Proxy coding allowed us to report far more extensively on the demographics of New Jersey’s elected officials. While proxy coding is feasible, it is both time-consuming and labor intensive. In addition, this type of coding for personal identity data increases the risk of misidentification. Self-reporting of gender and racial identity is preferred.
In the absence of requiring self-reporting of demographic data, the state can increase the feasibility and sustainability of this data collection by maintaining up-to-date and accurate contact information for all elected officials.
A major challenge in conducting a study like this is the dearth of readily available officeholder contact information in list form.

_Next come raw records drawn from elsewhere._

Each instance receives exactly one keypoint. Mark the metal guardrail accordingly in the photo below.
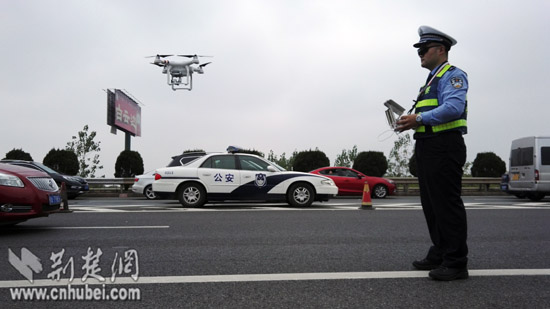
(405, 185)
(470, 185)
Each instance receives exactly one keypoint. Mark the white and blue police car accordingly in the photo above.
(238, 177)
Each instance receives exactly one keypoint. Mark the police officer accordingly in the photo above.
(439, 121)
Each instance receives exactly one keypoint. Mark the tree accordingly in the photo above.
(488, 164)
(62, 160)
(282, 161)
(84, 146)
(372, 163)
(306, 161)
(18, 154)
(347, 157)
(398, 165)
(128, 164)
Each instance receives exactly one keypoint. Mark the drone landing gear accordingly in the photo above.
(177, 82)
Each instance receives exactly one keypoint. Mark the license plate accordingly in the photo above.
(55, 199)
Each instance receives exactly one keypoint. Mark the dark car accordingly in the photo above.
(26, 193)
(75, 185)
(352, 182)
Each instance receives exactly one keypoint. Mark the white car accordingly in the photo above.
(144, 183)
(239, 176)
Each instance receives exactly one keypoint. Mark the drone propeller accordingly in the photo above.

The legislation directed the secretary of state’s office to provide election results. While the secretary of state’s office was helpful and shared what was available, centralized lists of those who currently serve in elected office do not exist at a governmental level in New Jersey. To compile a complete list of all elected officials and their contact information, researchers must source several individual lists, utilizing both government sources and data services companies, and combine the lists, as was done in this project. This is easy at the federal and state legislative levels but becomes much more difficult at county and municipal levels due to the lack of readily available lists and the sheer number of elected officials. The data service company utilized for this study only had information for municipalities with populations of 10,000 and above. Information for smaller municipalities needed to be hand collected by going to each municipality’s website or contacting their town hall.

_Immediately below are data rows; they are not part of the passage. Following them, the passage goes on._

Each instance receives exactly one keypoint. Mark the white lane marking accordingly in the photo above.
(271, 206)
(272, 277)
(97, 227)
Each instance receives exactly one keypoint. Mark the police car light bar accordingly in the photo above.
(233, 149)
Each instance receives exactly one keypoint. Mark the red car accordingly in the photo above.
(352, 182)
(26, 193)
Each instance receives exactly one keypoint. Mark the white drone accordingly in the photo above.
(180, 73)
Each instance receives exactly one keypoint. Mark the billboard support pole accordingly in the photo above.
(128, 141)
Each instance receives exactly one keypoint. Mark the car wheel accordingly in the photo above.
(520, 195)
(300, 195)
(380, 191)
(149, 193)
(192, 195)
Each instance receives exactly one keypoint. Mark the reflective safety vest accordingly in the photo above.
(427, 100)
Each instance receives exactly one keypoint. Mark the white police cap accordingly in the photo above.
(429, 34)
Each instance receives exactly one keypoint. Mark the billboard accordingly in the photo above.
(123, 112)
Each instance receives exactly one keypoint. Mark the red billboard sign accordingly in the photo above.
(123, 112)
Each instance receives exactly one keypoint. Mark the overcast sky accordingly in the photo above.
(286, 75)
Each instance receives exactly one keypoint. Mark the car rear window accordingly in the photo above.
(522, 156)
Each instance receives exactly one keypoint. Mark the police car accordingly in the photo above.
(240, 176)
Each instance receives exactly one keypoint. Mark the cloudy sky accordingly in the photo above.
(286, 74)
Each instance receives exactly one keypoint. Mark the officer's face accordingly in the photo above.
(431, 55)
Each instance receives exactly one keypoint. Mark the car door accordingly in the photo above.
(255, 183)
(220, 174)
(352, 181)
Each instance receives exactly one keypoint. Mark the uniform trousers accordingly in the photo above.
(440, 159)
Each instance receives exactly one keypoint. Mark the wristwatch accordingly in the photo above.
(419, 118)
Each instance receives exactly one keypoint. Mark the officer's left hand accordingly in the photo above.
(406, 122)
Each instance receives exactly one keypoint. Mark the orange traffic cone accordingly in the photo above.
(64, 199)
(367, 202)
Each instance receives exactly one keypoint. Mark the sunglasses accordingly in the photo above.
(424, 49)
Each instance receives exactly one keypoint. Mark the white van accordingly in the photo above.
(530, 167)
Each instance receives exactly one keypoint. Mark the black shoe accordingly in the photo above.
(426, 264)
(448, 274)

Additionally, individual contact information for public officials is spotty at best. Existing lists from data service companies and other sources often do not have complete personalized contact information for each officeholder, requiring individual data collection to fill in gaps in the information, assuming it is available. For example, at the municipal and county level, contact information is routinely the same for every member on the council/board of commissioners (such as a council- or commission-wide shared email or one phone number for the entire governing body), or the only electronic contact avenue is a webform, which is incompatible with survey software and makes the dissemination of personalized survey codes impossible. Moreover, individual contact information for municipal officeholders was difficult to collect and, in some cases, not possible. Of the municipal officeholders, 17% had unusable contact information. This was due to a lack of publicly available individual email addresses or phone numbers. For long-term, ongoing sustainability of this project, a centralized database of elected official contact information along with personalized email addresses and phone numbers is necessary.
2 Response rate in this section is calculated using the number of respondents that provided demographic information in their survey response and does not include partial or incomplete surveys. These calculations also do not include the 15.9% of officeholders who did not have sufficient contact information and therefore never received a survey.